Currently, EAPA is limited to apply only to AD/CV duty evasion, but “we think legislatively, one of the proposals we have made is expand the authority we have under EAPA,” she said. Smith noted that some of the deadlines required under EAPA might prove challenging to meet. Internal findings have to be turned around in 90 days and final findings need to be made available within 120 days, “and that’s tight,” Smith said.
Within EAPA, weeding out transshipment is often relatively easy based on foreign site visits, Smith said. “Once you show up and there’s no equipment or no employees, it’s pretty much a slam dunk,” she said. It’s more complicated when there is an actual factory but the amount being imported appears to “exceed what they have the capabilities to make,” Owen said. Once that shipment shows up at the port, “it becomes much more of a challenge” to figure out which parts were legitimately made and what was transshipped, he said.

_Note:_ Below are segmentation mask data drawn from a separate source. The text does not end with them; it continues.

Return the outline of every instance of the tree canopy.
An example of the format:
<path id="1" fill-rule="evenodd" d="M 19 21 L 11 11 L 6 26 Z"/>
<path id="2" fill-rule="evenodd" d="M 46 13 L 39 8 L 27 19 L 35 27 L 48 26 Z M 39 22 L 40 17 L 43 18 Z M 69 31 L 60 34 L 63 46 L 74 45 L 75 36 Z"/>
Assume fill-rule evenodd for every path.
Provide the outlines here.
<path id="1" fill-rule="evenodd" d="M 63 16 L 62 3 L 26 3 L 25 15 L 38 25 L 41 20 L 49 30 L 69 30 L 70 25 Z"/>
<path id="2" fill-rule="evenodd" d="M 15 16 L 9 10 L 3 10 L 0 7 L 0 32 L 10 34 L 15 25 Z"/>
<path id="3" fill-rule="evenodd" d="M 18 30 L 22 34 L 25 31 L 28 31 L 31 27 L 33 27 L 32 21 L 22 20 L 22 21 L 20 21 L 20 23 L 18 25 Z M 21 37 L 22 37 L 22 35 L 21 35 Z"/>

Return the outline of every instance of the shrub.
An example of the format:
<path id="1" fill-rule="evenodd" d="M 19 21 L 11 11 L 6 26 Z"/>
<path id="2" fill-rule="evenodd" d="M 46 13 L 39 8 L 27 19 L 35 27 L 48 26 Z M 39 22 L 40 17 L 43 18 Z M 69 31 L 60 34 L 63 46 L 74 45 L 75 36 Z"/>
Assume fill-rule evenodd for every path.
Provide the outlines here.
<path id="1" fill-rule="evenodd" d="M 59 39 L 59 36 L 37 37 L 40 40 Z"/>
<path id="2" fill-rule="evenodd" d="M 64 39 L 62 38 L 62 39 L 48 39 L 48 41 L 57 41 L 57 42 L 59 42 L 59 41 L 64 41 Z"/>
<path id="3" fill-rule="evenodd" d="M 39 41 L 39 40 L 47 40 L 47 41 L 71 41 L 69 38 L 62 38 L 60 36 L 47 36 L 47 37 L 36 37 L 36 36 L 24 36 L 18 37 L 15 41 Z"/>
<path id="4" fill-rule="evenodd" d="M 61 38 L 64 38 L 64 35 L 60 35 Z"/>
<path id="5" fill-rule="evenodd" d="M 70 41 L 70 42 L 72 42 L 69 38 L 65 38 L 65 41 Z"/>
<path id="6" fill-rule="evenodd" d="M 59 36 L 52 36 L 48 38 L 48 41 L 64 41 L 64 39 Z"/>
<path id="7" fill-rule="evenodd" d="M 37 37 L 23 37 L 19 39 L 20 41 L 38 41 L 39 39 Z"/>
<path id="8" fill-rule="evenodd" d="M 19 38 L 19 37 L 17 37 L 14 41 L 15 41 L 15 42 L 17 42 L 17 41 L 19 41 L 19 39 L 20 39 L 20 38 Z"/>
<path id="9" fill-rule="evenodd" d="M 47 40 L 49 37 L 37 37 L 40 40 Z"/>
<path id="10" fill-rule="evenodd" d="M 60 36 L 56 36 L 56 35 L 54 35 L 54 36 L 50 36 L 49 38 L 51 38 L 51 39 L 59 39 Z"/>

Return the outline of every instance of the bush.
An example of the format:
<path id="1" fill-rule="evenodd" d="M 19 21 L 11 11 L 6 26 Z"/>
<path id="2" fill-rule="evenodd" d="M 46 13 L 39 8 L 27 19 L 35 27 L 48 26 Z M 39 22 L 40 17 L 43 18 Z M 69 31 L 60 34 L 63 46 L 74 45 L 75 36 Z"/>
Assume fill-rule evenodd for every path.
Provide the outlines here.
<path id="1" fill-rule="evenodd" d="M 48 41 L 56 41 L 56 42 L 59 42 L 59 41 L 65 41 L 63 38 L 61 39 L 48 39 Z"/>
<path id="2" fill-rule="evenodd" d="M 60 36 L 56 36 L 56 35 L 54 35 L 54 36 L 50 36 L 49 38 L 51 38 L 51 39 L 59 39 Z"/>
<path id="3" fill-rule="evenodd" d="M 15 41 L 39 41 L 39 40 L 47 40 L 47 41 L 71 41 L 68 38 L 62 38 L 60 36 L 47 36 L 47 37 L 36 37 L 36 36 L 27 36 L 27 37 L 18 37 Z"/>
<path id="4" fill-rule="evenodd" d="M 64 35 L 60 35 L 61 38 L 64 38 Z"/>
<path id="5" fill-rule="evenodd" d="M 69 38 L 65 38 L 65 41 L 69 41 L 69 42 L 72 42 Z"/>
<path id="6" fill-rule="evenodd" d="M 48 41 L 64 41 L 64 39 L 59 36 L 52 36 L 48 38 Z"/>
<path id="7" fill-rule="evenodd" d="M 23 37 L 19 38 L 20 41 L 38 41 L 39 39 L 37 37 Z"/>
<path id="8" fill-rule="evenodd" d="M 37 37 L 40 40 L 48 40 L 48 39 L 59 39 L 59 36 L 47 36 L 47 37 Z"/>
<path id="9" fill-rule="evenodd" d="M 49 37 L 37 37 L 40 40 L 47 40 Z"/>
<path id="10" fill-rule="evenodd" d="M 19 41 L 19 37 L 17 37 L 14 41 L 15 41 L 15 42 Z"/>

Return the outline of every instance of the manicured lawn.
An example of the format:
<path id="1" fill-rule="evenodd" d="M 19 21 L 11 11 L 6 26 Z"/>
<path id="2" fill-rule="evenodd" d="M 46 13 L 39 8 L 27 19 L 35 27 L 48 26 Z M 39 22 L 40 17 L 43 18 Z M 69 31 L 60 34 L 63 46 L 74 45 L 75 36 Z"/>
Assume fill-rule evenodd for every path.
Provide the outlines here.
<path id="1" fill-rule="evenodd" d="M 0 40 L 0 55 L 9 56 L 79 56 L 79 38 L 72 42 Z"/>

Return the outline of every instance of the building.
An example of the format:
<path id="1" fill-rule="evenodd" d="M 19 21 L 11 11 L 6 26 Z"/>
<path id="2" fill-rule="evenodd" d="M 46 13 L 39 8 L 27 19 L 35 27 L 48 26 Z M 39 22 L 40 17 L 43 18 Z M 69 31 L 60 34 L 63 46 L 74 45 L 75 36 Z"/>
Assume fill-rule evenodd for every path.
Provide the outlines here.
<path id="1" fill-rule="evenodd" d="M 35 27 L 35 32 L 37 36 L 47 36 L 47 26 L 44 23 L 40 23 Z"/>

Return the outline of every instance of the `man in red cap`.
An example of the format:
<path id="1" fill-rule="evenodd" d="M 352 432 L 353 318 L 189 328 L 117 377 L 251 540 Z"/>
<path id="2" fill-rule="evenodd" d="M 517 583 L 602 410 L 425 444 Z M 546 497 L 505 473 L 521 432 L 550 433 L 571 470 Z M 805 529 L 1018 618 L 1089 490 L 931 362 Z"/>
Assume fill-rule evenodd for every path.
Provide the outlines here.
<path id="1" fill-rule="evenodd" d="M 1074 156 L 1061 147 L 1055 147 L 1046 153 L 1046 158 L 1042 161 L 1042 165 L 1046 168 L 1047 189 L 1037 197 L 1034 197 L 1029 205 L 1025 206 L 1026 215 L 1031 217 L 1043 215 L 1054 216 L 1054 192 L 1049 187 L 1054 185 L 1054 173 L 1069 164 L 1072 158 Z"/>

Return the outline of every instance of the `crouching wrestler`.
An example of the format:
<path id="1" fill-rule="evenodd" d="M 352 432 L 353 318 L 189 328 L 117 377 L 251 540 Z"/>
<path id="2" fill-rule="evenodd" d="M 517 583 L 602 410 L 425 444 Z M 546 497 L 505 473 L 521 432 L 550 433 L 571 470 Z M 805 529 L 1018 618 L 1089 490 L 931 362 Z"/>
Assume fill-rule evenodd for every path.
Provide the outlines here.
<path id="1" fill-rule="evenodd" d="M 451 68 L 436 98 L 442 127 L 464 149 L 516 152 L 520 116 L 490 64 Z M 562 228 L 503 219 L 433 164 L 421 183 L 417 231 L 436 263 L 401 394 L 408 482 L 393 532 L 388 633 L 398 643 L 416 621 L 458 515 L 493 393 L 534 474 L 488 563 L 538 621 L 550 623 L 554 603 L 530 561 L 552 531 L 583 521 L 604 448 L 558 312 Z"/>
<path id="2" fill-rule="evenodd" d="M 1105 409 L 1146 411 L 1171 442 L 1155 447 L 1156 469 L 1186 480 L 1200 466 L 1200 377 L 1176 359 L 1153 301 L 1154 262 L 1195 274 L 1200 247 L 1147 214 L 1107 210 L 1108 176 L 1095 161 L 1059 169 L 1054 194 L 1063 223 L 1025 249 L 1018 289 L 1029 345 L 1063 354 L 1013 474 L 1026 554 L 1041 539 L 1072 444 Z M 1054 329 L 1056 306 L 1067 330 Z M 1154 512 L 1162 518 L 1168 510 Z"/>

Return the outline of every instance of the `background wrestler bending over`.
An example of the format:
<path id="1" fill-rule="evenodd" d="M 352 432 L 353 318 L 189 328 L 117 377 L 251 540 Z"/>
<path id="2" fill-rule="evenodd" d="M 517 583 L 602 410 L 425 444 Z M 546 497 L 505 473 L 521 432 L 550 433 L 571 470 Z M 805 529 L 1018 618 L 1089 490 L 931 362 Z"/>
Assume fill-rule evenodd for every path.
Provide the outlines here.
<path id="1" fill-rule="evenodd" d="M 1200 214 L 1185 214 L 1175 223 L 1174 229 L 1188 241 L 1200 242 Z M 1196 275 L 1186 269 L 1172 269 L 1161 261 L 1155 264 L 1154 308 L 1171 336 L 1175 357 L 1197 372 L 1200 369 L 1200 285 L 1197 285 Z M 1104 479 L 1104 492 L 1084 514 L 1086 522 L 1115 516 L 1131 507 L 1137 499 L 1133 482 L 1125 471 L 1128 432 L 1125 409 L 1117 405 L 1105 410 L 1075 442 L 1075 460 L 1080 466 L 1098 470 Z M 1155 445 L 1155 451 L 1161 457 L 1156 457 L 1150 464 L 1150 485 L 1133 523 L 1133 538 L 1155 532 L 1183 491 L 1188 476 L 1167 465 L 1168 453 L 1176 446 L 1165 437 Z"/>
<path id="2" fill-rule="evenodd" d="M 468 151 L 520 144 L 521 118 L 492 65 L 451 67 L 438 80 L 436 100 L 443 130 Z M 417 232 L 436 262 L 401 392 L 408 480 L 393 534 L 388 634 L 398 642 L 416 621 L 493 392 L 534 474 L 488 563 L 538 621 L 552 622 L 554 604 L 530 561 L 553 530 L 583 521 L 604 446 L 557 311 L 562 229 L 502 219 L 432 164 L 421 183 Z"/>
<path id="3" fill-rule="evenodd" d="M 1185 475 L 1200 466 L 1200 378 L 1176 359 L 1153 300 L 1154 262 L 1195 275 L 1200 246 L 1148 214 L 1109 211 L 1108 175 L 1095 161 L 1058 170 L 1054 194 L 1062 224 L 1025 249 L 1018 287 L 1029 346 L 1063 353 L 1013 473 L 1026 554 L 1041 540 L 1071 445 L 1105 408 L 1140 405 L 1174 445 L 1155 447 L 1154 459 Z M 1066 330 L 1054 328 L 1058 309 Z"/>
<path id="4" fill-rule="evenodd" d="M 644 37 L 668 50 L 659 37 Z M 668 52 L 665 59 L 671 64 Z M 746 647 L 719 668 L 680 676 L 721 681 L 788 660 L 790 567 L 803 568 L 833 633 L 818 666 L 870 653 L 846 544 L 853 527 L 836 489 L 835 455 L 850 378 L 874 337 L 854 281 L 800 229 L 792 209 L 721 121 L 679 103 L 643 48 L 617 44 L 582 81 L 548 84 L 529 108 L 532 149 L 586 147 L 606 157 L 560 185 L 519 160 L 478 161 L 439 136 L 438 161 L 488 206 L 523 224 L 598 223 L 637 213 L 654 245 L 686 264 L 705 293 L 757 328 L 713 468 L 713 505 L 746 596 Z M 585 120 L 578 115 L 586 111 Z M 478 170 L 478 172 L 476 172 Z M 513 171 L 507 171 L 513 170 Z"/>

While evasion through misdeclaration, undervaluation or transshipment has always been of concern, “with the magnitude of how many of these remedies have come out, there’s more potential for it,” Owen said. The Base Metals Center of Excellence and Expertise has been particularly focused on possible evasion “because of the dollars involved,” Smith said. She recently visited the CEE, which is based in Chicago, and saw some ongoing testing of analytics that has found some “very interesting” patterns, she said. That testing has produced “some success,” but “it’s not hit out of the park yet,” Smith said. The agency’s auditors are also very much engaged. The Centers have proven to be an invaluable piece of the agency’s evasion enforcement work, Owen said.